Kaum musliminlah yang berhak memanfaatkannya. Seperti dikatakan Muhammad
Syarbiny, fuqaha Syafi’iyah menegaskan, “baik bait al mal atau kas
perbendaharaan negara berfungsi dengan baik atau tidak , hak terhadap kelebihan
harta warisan itu berada pada kaum muslimin, dan kepala bait al mal itulah
sebagai Nadzir atau penanggung jawab atas kepentingan kaum muslimin”.[4]
Dalam
penelitian Fathur Rahman, pendapat tersebut didasarkan pada situasi dan kondisi
umat Islam pada waktu itu yang sangat membutuhkan biaya dan bantuan negara
melalui wadah bait al mal. Perubahan dan dinamika masyarakat dimana fuqaha’

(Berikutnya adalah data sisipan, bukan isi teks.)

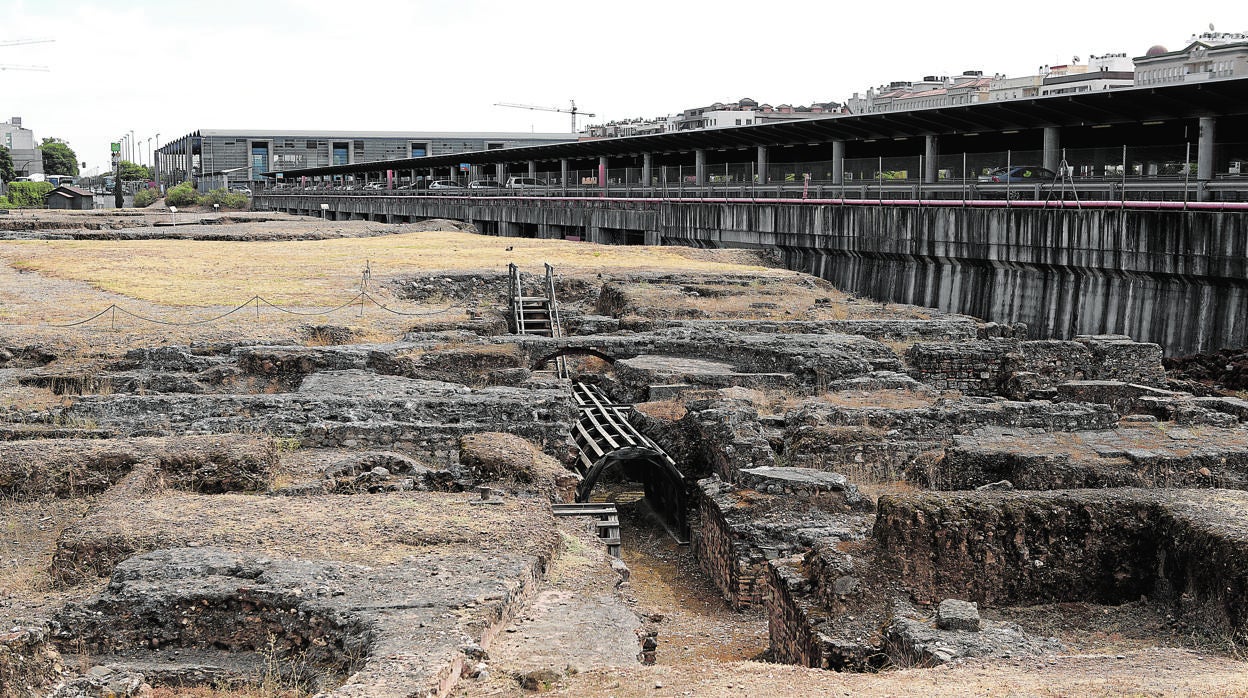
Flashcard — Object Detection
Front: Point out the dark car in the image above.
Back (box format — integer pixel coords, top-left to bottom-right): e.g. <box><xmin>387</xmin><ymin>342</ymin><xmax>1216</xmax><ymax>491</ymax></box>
<box><xmin>980</xmin><ymin>165</ymin><xmax>1057</xmax><ymax>184</ymax></box>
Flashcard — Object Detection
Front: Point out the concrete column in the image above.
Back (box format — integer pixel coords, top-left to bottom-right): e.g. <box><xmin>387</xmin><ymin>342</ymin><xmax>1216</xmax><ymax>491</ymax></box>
<box><xmin>832</xmin><ymin>140</ymin><xmax>845</xmax><ymax>185</ymax></box>
<box><xmin>924</xmin><ymin>135</ymin><xmax>940</xmax><ymax>185</ymax></box>
<box><xmin>1041</xmin><ymin>126</ymin><xmax>1062</xmax><ymax>174</ymax></box>
<box><xmin>1196</xmin><ymin>116</ymin><xmax>1217</xmax><ymax>181</ymax></box>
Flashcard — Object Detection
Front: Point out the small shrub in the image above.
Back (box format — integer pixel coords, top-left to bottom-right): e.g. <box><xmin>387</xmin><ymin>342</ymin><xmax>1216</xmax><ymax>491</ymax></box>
<box><xmin>200</xmin><ymin>189</ymin><xmax>251</xmax><ymax>209</ymax></box>
<box><xmin>9</xmin><ymin>182</ymin><xmax>56</xmax><ymax>209</ymax></box>
<box><xmin>165</xmin><ymin>182</ymin><xmax>200</xmax><ymax>206</ymax></box>
<box><xmin>135</xmin><ymin>189</ymin><xmax>160</xmax><ymax>209</ymax></box>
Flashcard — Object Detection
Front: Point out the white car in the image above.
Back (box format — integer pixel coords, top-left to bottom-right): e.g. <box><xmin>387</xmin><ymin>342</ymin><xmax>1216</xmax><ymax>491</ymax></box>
<box><xmin>429</xmin><ymin>180</ymin><xmax>467</xmax><ymax>191</ymax></box>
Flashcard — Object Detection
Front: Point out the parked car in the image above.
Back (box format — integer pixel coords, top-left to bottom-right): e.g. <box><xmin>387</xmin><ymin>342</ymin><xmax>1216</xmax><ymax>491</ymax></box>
<box><xmin>507</xmin><ymin>177</ymin><xmax>550</xmax><ymax>189</ymax></box>
<box><xmin>980</xmin><ymin>165</ymin><xmax>1057</xmax><ymax>184</ymax></box>
<box><xmin>429</xmin><ymin>180</ymin><xmax>467</xmax><ymax>191</ymax></box>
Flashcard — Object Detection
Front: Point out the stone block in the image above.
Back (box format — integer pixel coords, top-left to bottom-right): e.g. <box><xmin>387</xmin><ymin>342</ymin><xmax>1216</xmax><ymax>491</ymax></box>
<box><xmin>936</xmin><ymin>598</ymin><xmax>980</xmax><ymax>631</ymax></box>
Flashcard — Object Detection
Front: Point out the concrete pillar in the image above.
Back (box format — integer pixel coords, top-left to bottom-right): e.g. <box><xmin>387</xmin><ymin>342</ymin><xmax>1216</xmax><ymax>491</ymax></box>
<box><xmin>1196</xmin><ymin>116</ymin><xmax>1217</xmax><ymax>181</ymax></box>
<box><xmin>832</xmin><ymin>140</ymin><xmax>845</xmax><ymax>185</ymax></box>
<box><xmin>1041</xmin><ymin>126</ymin><xmax>1062</xmax><ymax>174</ymax></box>
<box><xmin>924</xmin><ymin>135</ymin><xmax>940</xmax><ymax>185</ymax></box>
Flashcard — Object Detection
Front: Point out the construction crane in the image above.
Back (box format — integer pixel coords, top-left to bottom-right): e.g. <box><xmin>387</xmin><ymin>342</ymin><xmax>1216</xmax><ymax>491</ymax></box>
<box><xmin>0</xmin><ymin>39</ymin><xmax>56</xmax><ymax>72</ymax></box>
<box><xmin>494</xmin><ymin>100</ymin><xmax>598</xmax><ymax>135</ymax></box>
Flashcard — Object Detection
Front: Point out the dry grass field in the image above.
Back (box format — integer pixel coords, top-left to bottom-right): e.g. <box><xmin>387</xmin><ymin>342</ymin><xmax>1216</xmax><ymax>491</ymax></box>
<box><xmin>0</xmin><ymin>232</ymin><xmax>775</xmax><ymax>307</ymax></box>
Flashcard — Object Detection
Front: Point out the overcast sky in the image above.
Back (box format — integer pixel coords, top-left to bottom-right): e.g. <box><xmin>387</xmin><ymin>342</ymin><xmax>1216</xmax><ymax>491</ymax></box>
<box><xmin>0</xmin><ymin>0</ymin><xmax>1248</xmax><ymax>173</ymax></box>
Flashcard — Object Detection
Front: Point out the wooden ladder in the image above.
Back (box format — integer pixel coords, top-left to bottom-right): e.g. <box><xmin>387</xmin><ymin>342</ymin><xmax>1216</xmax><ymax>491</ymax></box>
<box><xmin>552</xmin><ymin>502</ymin><xmax>620</xmax><ymax>557</ymax></box>
<box><xmin>507</xmin><ymin>263</ymin><xmax>568</xmax><ymax>378</ymax></box>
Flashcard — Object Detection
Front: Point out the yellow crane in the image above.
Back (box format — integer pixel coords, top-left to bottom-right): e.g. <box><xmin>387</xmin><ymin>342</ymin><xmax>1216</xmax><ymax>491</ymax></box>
<box><xmin>0</xmin><ymin>39</ymin><xmax>56</xmax><ymax>72</ymax></box>
<box><xmin>494</xmin><ymin>100</ymin><xmax>598</xmax><ymax>135</ymax></box>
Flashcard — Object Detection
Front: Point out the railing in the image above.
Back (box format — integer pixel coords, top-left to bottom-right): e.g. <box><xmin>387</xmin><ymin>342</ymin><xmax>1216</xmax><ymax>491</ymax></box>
<box><xmin>256</xmin><ymin>176</ymin><xmax>1248</xmax><ymax>206</ymax></box>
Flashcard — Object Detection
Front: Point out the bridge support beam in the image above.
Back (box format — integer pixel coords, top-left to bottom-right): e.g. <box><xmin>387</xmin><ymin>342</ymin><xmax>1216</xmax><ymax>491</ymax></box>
<box><xmin>1196</xmin><ymin>116</ymin><xmax>1217</xmax><ymax>201</ymax></box>
<box><xmin>1040</xmin><ymin>126</ymin><xmax>1062</xmax><ymax>174</ymax></box>
<box><xmin>832</xmin><ymin>140</ymin><xmax>845</xmax><ymax>185</ymax></box>
<box><xmin>924</xmin><ymin>135</ymin><xmax>940</xmax><ymax>185</ymax></box>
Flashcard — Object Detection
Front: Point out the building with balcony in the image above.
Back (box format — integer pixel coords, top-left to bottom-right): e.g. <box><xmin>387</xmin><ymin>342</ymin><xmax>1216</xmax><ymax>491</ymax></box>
<box><xmin>846</xmin><ymin>70</ymin><xmax>992</xmax><ymax>115</ymax></box>
<box><xmin>156</xmin><ymin>129</ymin><xmax>574</xmax><ymax>191</ymax></box>
<box><xmin>1134</xmin><ymin>31</ymin><xmax>1248</xmax><ymax>87</ymax></box>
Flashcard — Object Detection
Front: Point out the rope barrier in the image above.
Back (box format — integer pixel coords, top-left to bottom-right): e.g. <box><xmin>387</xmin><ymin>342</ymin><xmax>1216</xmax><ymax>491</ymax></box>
<box><xmin>13</xmin><ymin>291</ymin><xmax>467</xmax><ymax>328</ymax></box>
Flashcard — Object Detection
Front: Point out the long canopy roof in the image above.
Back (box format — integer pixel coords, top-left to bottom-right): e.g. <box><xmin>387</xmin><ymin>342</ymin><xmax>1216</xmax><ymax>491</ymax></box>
<box><xmin>270</xmin><ymin>79</ymin><xmax>1248</xmax><ymax>177</ymax></box>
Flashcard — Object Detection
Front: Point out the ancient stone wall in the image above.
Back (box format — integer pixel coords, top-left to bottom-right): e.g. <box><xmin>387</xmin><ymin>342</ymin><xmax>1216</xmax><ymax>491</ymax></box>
<box><xmin>906</xmin><ymin>336</ymin><xmax>1166</xmax><ymax>398</ymax></box>
<box><xmin>874</xmin><ymin>488</ymin><xmax>1248</xmax><ymax>634</ymax></box>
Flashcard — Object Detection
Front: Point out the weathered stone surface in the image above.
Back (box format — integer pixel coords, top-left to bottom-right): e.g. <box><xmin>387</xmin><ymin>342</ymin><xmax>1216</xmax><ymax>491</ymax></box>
<box><xmin>459</xmin><ymin>432</ymin><xmax>580</xmax><ymax>502</ymax></box>
<box><xmin>59</xmin><ymin>548</ymin><xmax>551</xmax><ymax>696</ymax></box>
<box><xmin>62</xmin><ymin>371</ymin><xmax>574</xmax><ymax>462</ymax></box>
<box><xmin>0</xmin><ymin>435</ymin><xmax>277</xmax><ymax>498</ymax></box>
<box><xmin>615</xmin><ymin>355</ymin><xmax>796</xmax><ymax>400</ymax></box>
<box><xmin>936</xmin><ymin>598</ymin><xmax>980</xmax><ymax>631</ymax></box>
<box><xmin>938</xmin><ymin>422</ymin><xmax>1248</xmax><ymax>489</ymax></box>
<box><xmin>51</xmin><ymin>491</ymin><xmax>553</xmax><ymax>584</ymax></box>
<box><xmin>691</xmin><ymin>473</ymin><xmax>867</xmax><ymax>608</ymax></box>
<box><xmin>0</xmin><ymin>627</ymin><xmax>64</xmax><ymax>698</ymax></box>
<box><xmin>874</xmin><ymin>488</ymin><xmax>1248</xmax><ymax>634</ymax></box>
<box><xmin>884</xmin><ymin>604</ymin><xmax>1065</xmax><ymax>667</ymax></box>
<box><xmin>906</xmin><ymin>336</ymin><xmax>1166</xmax><ymax>398</ymax></box>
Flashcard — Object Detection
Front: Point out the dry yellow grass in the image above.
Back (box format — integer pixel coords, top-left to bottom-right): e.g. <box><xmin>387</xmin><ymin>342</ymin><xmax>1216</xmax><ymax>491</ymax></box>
<box><xmin>0</xmin><ymin>232</ymin><xmax>774</xmax><ymax>307</ymax></box>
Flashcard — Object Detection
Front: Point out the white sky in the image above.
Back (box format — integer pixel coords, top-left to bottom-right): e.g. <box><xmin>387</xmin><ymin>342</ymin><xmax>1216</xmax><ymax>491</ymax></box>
<box><xmin>0</xmin><ymin>0</ymin><xmax>1248</xmax><ymax>173</ymax></box>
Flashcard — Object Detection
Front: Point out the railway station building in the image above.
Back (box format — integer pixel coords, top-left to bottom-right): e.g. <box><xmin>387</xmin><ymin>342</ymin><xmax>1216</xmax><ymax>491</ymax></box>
<box><xmin>156</xmin><ymin>129</ymin><xmax>577</xmax><ymax>191</ymax></box>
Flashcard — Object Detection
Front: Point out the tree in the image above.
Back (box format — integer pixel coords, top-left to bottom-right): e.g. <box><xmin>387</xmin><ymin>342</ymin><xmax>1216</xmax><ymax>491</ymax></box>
<box><xmin>39</xmin><ymin>139</ymin><xmax>77</xmax><ymax>177</ymax></box>
<box><xmin>0</xmin><ymin>145</ymin><xmax>15</xmax><ymax>184</ymax></box>
<box><xmin>121</xmin><ymin>160</ymin><xmax>152</xmax><ymax>182</ymax></box>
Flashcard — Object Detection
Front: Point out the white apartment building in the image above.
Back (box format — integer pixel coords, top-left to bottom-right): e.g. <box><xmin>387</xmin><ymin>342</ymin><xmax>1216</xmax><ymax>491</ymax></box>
<box><xmin>846</xmin><ymin>70</ymin><xmax>992</xmax><ymax>114</ymax></box>
<box><xmin>0</xmin><ymin>116</ymin><xmax>44</xmax><ymax>180</ymax></box>
<box><xmin>1134</xmin><ymin>31</ymin><xmax>1248</xmax><ymax>87</ymax></box>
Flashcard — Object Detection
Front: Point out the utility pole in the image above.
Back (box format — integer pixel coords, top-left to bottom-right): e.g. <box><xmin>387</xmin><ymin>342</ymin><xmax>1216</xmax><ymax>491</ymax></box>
<box><xmin>112</xmin><ymin>142</ymin><xmax>126</xmax><ymax>209</ymax></box>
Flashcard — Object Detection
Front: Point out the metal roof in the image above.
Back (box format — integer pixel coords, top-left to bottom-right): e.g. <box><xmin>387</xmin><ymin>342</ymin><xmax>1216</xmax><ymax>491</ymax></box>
<box><xmin>263</xmin><ymin>77</ymin><xmax>1248</xmax><ymax>177</ymax></box>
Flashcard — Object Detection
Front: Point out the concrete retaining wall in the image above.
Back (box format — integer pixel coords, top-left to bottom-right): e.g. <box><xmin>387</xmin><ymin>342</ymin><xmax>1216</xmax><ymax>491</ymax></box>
<box><xmin>256</xmin><ymin>195</ymin><xmax>1248</xmax><ymax>356</ymax></box>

syafi’iyah hidup tampaknya mengalami perubahan dan kemajuan. Lebih-lebih
peranan bait al mal tidak lagi berfungsi secara optimal sehingga dengan
kenyataan sosial semacam ini, fuqaha syafi’iyah mengubah pendapatnya. Menurut
mereka dalam rangka refungsionalisasi kelebihan harta, sebaiknya dikembalikan
saja kepada ashab al furud atau zawi arham jika ada secara proporsional.
Pendapat
terakhir cukup praktis dan rasional namun demikian tidak bisa diberlakukan
secara mutlak. Karena apabila pada suatu saat kepentingan kaum muslimin sangat
membutuhkan pendanaan, yang salah satunya harus dipenuhi misalnya melalui
sarana bait al mal, maka kelebihan harta perlu disetor ke bait al mal.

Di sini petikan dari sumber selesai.